Polling shows that enthusiasm for the election among Democrats shot up after Biden dropped out of the race in July. Franklin saw it in Wisconsin.
“Democrats are now running about nine points ahead of Republicans in enthusiasm, which certainly seems to point to another very high-turnout election,” he said.
The YouGov poll shows that, nationally, 72% of Harris supporters say they are extremely or very enthusiastic about voting. Only 67% of Trump supporters say the same. But enthusiasm is significantly lower among younger people, whom the Democrats need. Only 78% of under-30s say they are likely to vote, compared with 95% of over-45s, who lean toward Trump.
Harris continues to alienate some Democrats who outright refused to vote for Biden, calling him “Genocide Joe” over US support for Israel’s war in Gaza, which has killed more than 40,000 Palestinians. Harris sought to defuse the issue during the debate by saying that “far too many innocent Palestinians have been killed”, but that prompted critics to ask: how many innocent deaths is too many?
The Democrats were particularly worried about the impact of Gaza policy on the significant Arab American vote in swing state Michigan, but Valentino thinks it has lost some of its sting, particularly among younger voters now focused on concerns about Trump returning to power.
After the debate, Harris faced criticism for spending her time taunting Trump instead of detailing economic policy and a political vision. But Democratic strategists are only too aware that the surge in turnout for Biden in 2020 was less about support for the candidate than to get Trump out of the White House.

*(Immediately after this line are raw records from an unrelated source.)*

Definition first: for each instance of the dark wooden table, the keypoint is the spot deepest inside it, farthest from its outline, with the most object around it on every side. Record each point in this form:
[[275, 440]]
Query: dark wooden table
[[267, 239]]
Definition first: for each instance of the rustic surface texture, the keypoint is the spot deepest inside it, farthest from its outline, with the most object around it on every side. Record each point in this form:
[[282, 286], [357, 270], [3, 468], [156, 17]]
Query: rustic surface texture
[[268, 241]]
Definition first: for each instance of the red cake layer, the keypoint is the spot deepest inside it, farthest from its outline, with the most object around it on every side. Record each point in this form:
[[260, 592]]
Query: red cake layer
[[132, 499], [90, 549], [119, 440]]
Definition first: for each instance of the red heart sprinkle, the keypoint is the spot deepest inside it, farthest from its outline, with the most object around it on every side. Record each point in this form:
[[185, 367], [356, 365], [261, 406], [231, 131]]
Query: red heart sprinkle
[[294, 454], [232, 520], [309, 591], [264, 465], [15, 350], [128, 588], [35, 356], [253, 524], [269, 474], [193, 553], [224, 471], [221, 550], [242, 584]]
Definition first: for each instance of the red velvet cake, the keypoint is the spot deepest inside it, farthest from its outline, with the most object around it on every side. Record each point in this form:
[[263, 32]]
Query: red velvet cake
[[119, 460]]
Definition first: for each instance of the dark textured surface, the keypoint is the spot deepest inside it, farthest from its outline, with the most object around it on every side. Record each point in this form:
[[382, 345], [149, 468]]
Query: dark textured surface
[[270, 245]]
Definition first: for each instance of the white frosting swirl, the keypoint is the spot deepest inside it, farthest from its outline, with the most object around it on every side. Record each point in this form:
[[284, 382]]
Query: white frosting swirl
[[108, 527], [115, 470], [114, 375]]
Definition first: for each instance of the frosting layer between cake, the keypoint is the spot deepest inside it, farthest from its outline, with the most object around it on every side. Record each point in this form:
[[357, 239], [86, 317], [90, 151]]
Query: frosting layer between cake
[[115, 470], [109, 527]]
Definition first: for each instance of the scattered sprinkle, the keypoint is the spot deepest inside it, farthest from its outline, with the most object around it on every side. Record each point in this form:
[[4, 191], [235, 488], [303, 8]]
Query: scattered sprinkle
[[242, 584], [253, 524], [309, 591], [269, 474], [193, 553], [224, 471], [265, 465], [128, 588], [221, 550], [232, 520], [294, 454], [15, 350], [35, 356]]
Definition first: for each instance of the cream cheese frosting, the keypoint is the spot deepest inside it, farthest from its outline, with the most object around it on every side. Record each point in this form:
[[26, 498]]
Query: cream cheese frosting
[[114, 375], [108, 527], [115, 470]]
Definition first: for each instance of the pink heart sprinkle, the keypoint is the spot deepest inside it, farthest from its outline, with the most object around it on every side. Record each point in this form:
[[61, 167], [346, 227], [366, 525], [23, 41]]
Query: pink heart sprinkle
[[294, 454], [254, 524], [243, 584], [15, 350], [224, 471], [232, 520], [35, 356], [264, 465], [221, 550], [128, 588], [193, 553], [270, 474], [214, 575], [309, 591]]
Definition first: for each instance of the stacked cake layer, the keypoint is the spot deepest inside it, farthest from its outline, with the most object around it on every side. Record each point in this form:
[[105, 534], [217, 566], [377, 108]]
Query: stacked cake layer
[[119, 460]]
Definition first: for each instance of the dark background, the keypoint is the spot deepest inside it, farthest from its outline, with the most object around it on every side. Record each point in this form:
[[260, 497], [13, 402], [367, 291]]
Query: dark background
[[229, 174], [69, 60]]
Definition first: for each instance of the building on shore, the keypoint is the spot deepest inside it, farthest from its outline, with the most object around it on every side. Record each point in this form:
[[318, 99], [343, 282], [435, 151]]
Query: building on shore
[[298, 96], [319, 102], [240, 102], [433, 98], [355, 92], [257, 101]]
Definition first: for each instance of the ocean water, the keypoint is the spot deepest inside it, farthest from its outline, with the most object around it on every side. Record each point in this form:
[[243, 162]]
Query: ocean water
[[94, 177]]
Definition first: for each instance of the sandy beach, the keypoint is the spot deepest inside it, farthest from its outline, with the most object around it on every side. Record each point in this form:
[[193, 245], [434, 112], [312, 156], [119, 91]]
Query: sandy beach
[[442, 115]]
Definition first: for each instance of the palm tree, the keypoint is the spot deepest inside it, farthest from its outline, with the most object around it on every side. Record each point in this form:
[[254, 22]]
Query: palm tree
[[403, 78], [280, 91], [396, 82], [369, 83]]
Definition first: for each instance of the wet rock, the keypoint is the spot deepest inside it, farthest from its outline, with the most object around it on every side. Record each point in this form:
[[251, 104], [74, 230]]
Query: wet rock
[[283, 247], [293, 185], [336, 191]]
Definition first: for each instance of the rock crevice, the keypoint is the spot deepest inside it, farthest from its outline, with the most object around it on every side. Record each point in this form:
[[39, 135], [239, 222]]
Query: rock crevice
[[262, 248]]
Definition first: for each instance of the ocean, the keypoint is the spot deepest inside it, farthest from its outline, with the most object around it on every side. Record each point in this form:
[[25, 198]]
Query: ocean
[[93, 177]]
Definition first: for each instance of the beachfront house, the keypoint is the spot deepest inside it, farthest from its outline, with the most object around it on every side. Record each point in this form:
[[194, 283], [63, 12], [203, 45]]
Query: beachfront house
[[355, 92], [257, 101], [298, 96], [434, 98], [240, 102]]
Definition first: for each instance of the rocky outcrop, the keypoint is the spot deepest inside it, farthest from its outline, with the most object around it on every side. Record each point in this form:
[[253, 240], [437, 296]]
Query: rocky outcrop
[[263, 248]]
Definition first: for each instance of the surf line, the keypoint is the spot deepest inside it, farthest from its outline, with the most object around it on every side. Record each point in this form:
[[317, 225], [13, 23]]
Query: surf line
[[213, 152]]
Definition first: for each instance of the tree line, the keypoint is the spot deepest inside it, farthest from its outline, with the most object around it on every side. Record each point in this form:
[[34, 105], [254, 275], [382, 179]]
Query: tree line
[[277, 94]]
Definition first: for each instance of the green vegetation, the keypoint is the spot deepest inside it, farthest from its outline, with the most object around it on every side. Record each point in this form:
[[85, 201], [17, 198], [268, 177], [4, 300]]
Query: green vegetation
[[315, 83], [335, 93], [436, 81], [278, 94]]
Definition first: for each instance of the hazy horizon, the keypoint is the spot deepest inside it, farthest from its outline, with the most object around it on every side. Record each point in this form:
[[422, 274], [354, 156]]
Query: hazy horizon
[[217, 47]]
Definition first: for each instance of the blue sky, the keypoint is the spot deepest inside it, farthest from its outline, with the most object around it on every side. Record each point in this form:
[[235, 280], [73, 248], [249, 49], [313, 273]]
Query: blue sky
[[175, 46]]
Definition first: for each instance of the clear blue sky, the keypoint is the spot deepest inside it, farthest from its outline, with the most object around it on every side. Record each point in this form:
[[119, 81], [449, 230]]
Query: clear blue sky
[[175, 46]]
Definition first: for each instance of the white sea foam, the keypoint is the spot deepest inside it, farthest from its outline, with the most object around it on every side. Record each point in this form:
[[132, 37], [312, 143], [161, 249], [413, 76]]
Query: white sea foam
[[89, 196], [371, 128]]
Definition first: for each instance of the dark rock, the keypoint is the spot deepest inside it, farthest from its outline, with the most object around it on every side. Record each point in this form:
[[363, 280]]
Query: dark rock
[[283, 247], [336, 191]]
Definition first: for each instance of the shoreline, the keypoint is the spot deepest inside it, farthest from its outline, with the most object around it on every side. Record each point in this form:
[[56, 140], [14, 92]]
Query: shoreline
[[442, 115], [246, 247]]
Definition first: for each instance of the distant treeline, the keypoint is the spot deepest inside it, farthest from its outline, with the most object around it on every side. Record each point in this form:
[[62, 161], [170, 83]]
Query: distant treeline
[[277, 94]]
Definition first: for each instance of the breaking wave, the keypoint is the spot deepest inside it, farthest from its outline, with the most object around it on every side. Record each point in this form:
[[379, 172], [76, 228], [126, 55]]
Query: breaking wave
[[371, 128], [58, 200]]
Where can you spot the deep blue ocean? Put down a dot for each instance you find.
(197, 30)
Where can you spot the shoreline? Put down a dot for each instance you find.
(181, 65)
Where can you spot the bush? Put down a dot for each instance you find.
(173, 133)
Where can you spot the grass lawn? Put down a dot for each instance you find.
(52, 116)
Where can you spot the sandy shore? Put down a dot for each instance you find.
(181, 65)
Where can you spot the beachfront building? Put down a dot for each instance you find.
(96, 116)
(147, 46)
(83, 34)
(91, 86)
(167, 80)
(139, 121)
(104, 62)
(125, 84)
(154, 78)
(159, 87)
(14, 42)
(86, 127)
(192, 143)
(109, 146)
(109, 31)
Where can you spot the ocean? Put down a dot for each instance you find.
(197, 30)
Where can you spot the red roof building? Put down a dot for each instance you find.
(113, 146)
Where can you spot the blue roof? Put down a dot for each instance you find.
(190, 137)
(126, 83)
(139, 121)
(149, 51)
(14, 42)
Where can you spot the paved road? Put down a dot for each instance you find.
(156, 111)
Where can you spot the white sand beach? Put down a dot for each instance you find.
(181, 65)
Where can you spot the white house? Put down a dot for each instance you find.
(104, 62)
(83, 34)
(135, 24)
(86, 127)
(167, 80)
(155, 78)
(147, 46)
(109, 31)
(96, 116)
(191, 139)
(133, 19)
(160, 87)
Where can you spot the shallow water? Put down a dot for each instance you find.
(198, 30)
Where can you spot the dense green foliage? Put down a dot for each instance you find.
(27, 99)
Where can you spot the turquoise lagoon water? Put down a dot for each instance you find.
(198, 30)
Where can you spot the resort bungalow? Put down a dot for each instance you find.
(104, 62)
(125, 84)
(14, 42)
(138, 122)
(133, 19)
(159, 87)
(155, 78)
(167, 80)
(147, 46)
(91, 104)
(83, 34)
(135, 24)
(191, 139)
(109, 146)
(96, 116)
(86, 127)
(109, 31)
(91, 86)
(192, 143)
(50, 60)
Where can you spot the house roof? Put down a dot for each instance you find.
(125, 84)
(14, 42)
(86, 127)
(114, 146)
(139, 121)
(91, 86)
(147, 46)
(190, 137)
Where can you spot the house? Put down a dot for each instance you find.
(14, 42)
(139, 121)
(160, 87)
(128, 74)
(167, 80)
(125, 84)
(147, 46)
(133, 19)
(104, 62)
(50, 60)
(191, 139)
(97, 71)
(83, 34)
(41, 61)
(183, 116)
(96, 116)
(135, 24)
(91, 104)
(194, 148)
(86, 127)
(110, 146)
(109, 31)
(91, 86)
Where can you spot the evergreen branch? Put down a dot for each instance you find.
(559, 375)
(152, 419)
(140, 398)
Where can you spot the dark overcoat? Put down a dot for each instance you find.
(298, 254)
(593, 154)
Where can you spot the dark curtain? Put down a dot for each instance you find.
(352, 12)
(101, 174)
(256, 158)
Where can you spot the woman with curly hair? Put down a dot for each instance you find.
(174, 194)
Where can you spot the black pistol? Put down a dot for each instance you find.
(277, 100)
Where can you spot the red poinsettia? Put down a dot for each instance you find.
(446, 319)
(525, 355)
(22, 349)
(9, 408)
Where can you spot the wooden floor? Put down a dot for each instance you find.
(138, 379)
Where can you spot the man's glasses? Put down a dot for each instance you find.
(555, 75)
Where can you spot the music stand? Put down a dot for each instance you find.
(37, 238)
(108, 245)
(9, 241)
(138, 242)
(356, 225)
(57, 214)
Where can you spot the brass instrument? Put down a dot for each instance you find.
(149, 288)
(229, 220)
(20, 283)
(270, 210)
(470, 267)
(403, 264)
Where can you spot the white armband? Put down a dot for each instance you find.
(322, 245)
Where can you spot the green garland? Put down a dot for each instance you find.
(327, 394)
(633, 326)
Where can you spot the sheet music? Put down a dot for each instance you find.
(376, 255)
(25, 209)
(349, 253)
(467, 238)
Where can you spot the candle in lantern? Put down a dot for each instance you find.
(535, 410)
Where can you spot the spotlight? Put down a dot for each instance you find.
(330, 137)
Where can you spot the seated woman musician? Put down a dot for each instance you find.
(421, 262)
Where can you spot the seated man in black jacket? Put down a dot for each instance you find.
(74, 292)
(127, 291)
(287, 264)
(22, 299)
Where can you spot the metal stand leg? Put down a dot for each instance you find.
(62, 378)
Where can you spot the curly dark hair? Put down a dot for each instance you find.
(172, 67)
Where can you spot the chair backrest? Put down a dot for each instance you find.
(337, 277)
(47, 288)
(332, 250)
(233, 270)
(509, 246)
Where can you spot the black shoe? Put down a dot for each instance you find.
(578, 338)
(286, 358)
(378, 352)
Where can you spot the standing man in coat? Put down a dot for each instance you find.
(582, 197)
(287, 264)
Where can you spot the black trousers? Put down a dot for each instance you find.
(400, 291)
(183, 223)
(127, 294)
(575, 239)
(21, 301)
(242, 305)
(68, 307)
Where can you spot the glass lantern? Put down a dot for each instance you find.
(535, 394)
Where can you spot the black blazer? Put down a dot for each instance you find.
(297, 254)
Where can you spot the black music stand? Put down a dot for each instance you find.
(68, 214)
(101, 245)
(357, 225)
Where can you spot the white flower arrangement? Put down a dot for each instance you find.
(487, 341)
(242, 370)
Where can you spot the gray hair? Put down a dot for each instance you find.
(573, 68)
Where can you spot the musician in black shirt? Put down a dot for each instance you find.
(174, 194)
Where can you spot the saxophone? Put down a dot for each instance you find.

Valentino said Harris’s approach may have served her well in that regard.
“Her campaign strategy in this debate was clearly to allow Trump to display this kind of intense anger and goad him into making highly questionable arguments that they would cause moderates, and maybe even some moderate Republicans, to either become disillusioned with Trump and stay home from voting,” he said.
“The other reason she was doing this is to mobilise her own base. Young people are worried about the future of democracy. I have data that shows the issue of protecting electoral institutions and elections is a very mobilising issue for Democrats, especially young Democrats. They know that they’re going to have to live and vote in this country for a lot longer than older folks and they are really worried about democratic institutions. That’s an issue that’s very potent for the Democratic party and for Harris, and she’s trying to make the most of it.”